Nine months ago I thought I’d put together a collaborative blog about the boom and bust in the Bakken. I spent a month or two trying to find collaborators, but I didn’t get too far. So I’m going to do something different.

About a month ago, I found the book I thought was writing. Or, almost. It’s The Williston Report: The Impact of Oil on the Williston Area of North Dakota, by Robert Campbell, Samuel Kelley, Ross Talbot, and Bernt Wills. It’s a meticulous report about the economic, political, and social changes that Williston has undergone because of the oil boom and bust. It’s full of maps, graphs, and pictures of man camps, all the things that interest me as context for understanding how oil affects people’s notions of home.

And it’s from 1958. That is, it’s a thorough (or relatively thorough—more about that in a second) account of the first boom to affect the region (before the second in the 1980s and the third in 2008-2014).
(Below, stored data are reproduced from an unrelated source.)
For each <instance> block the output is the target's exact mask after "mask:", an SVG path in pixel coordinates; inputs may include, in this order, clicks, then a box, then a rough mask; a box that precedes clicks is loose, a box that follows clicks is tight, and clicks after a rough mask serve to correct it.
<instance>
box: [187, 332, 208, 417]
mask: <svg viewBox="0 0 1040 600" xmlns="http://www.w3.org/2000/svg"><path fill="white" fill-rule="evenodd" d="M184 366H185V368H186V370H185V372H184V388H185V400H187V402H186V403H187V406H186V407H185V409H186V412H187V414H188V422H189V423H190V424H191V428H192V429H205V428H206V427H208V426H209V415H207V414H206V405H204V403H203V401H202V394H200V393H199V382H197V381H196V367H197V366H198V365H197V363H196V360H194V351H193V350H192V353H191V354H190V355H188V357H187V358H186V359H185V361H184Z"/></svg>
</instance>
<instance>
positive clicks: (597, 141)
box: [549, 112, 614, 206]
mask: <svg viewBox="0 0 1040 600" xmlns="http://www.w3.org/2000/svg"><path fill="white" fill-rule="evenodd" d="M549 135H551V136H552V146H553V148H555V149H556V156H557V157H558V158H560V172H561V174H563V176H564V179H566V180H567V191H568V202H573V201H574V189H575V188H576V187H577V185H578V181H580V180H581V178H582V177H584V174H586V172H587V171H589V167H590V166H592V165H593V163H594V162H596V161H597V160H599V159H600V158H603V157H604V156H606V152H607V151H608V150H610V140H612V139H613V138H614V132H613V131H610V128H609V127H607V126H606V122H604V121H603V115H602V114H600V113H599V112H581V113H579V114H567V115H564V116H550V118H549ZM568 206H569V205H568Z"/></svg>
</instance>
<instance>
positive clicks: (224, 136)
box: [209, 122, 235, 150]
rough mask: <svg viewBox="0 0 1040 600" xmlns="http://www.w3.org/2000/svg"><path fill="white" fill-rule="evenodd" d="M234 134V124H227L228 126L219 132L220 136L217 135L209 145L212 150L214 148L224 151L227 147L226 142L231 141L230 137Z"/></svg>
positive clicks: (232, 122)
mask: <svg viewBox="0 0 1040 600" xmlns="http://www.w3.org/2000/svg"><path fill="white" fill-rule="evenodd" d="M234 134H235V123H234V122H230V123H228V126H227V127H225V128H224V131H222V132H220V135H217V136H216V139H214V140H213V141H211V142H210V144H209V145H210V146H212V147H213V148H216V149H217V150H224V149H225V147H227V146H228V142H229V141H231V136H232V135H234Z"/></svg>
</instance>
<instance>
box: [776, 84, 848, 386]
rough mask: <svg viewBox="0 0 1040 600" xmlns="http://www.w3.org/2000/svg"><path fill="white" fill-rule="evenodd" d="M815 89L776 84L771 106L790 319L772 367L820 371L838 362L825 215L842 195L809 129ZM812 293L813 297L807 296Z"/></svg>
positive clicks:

I’m now working with collaborators to update the book. We plan to republish the original report (which is in the public domain) along with essays that bring it forward sixty years. Sixty Years of Boom and Bust: The Williston Report, 1958-2018 should come out in 2018 from the Digital Press.

In the meantime I will use this blog to post the interesting bits I find as I work on cleaning up and correcting the old manuscript. The report is wide-ranging, in some places providing an excruciatingly detailed account of local politics in Williston, Ray, and Tioga, and in others, glossing over what seem to me to be major points. (Apparently, in the 1950s boom, “There were no indications available to the researchers that there had been a notable increase in, or even the presence of, organized criminal or immoral activity—gambling houses, theft rings, ‘protection’ or houses of prostitution” [p. 139]. I’m a bit skeptical.)

For right now, though, I’d like to share a comment from the end of the report. The authors, it appears, found themselves in a position like that of the mythological figure Cassandra, who prophesied truth that no one would believe:

One of the unfortunate aspects of a report of this sort that some of the predictions which are practically useful are not available early enough. We could have predicted fairly accurately the amount of immediate decrease in Tioga’s population as we were conducting the fieldwork because of our knowledge that particular individuals already knew the dates on which they were to be transferred. Furthermore, we could have predicted the decrease in activity because of the knowledge we obtained about the relative number of employees needed in exploratory as compared to development activity in the oil fields. The predictions of this sort that we expressed orally tended to be ridiculed as obviously wrong or as attempts to devaluate the importance of the oil development to the state of North Dakota. This reaction, itself, would be an interesting study. (p. 143)

I wonder what scholars can say now about Williston and the Bakken that would be of interest to people in Williston and the Bakken. I get the impression that residents are tired of people like me asking them questions, and I can’t blame them. What, I wonder, would make the work I (we) do useful or meaningful to them?